When he set an example, resisting the American military industrial complex, Muhammad Ali gave me and literally thousands of other young Black men my age the courage to become Conscientious Objectors from U.S. military service during the Vietnam era.
“Man, I ain’t got no quarrel with them Viet Cong,” Ali said, literally speaking for all of us not yet conscripted into active service in the conflict. “My enemy is you,” he said to Whites who challenged his stand. Then, he was denounced by sportswriters and others, even other Black folks, who famously refused to recognize his Islamic name. The Nation of Islam community, the Black community, stood by our hero.
People the world over and especially Americans may love him now, but he was once the most reviled athlete in America. This ugly, hostile treatment went on for at least five years.
In 1967, one writer likened Ali to “those unwashed punks who picket and demonstrate,” and another demanded that “boxing should throw Clay out on his inflated head.”
“I am the brother of more than 600 million followers of Allah. You are living in the last days of hell in this country,” Ali told the Howard students according to an account in the prize-winning TV documentary “Eyes on the Prize.”
Even as he soared, he had to fight for his dignity. “What’s my name?” the Black Muslim would demand, until all his detractors surrendered to the power of his name—Muhammad Ali.
This all took place during tense times in the United States. Black Muslims, Black Power, Black hairstyles, Black fashion, Black culture, Black, black, black, black black. All of that rushing to the foreground in this country and in the world. Muhammad Ali never blinked once.
There was discontent everywhere when Muhammad Ali faced his greatest tests. This country was fighting a war in Asia and opposition to the war and to draft which supplied the war’s human cannon fodder was spreading like wildfire. Muhammad Ali became the plain spoken, consensus spokesman for that opposition among all Americans.
By the way, the opposition to war is fundamental to Mr. Muhammad’s teaching. It’s part of “What The Muslims Want. What The Muslims Believe.” Point No. 10: “We believe that we who declare ourselves to be righteous Muslims, should not participate in wars which take the lives of humans.” Our champion Muhammad Ali stood up on belief in that principle, and Allah blessed him to be the winner.
During World War II, Mr. Muhammad and dozens of his followers had been imprisoned for refusing to fight against Japan. Like those who had gone on before him in the N.O.I., Ali declared he would suffer any punishment rather than betray the principles of his religion. It’s not exaggeration to say that Muhammad Ali was not alone when it came to integrity in the Nation of Islam. In those days there were surely thousands of men all over the country in mosques and temples who also had that same courage, that same dedication to the upliftment of Black people, that same integrity, that same opposition to war.

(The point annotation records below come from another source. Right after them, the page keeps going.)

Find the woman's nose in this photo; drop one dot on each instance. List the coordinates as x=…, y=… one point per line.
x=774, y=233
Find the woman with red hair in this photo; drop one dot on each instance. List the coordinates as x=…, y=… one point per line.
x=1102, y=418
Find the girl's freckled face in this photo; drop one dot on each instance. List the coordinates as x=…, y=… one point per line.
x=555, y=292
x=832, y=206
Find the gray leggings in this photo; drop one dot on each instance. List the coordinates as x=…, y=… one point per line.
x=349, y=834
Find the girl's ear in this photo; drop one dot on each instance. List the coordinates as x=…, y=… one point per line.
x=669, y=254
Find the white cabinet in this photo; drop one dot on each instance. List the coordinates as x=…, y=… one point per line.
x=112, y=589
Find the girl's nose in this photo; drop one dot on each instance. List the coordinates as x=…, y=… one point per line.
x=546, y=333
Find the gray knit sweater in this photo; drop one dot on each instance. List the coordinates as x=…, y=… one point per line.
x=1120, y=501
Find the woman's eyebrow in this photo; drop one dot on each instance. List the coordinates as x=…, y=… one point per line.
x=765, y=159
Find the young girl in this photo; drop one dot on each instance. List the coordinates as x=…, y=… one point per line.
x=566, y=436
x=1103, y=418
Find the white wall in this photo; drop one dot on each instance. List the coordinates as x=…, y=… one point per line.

As long as the Honorable Elijah Muhammad was still present among us, leading the Nation, Muhammad Ali was a loyal helper, even heading a month-long delegation of Muslim dignitaries including Mr. Muhammad’s younger brother Jam Muhammad, Minister Louis Farrakhan, even boxing promoter Don King and heavyweight contender Larry Holmes, in November 1974 as guests of Jamaican President Michael Manley.
The trip was the subject of frontpage feature treatment in Muhammad Speaks newspaper.
The banner headline covered a panoramic-like photograph: “Islam in Jamaica” the headline read.
When Ali first stood he was a young man. He had a great deal to lose, yet he risked it all. In the end, our champion was made to prevail, and we all—the F.O.I., the followers of the Honorable Elijah Muhammad, the Black community, indeed the entire American community—prevailed with him. We love our hero madly. He was our Champion who knew when not to fight.
(Askia Muhammad is a past editor of the Muhammad Speaks newspaper and The Final Call newspaper.)